San Luis Obispo City Councilmember Christine Mulholland believes the responsibility lies with both the student and the candidates to reach out. “Whenever I am at Cal Poly I encourage involvement and encourage students to pick up a council agenda, listen to the discussion and participate in comment time.” Councilmember Mulholland also believes students should be encouraged to become more involved in city advisory bodies to have a direct voice in the political process. College Republican Chairman Mehta agrees, “it is important for the candidates to understand what our needs are, but that can only happen when the students become more involved so elected officials can better understand our needs.”
ELECTED OFFICIALS SUGGESTIONS TO POTENTIAL CANDIDATES:
Many of the elected officials interviewed stressed the importance of balancing the campaign’s focus on interests of the community and the students. Santa Cruz City Councilmember Coonerty suggests that candidates “make an early personal connection with students.” He believes that students need to know that “you will be there well before other elected officials show up and well after the other elected officials leave.” As one of the youngest members of the city council, at age 30, Coonerty believes he was able to “talk, in a very real way, about the issues the students face.” College Democratic president Emmerson agrees, “candidates need to make a real effort to talk about student issues. Issues like parking, tenants rights, and fines imposed for offenses usually committed by students can be brought forward and used to get students interested.” Missoula City Councilmember Kendall encourages candidates to set up a table at the Student Union in order to reach out to students one-on-one and learn about the issues that will bring them to the polls.
In order to maintain the balance between city and community interests, former five-term San Luis Obispo Mayor Kenneth Schwartz believes that “candidates, especially new ones, need to be very careful of promises they make to either the student or the community viewpoint.” Candidates need to ensure that they do not alienate a specific constituency or box themselves in to representing a small portion of the community’s interests.
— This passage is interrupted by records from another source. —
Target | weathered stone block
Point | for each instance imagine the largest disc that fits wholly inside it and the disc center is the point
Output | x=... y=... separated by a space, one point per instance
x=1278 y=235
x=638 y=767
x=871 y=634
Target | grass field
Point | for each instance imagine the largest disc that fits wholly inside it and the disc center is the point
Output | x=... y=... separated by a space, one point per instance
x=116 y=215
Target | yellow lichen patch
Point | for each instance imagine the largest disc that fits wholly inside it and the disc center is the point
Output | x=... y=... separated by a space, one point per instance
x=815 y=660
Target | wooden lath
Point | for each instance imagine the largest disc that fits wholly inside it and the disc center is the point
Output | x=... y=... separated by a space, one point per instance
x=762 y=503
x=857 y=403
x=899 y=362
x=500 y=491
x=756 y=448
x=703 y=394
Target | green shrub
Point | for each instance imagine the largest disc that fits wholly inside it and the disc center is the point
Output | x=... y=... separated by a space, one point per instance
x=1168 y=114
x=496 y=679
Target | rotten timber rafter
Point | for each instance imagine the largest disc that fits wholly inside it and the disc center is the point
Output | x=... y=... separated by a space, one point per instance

Ultimately, those interviewed emphasized the importance of developing connections that grow over time and do not merely surround campaigns. Develop trust and communication between yourself, your party, students and permanent community members. Candidates cannot ignore the student vote and need to understand the important dynamic between the university and the city on a whole. As Councilmember Fitzmaurice notes, candidates need to “pay attention to the student vote. It is not as simply homogenous as people think it is. It is complex and requires a careful plan to make your candidacy effective.”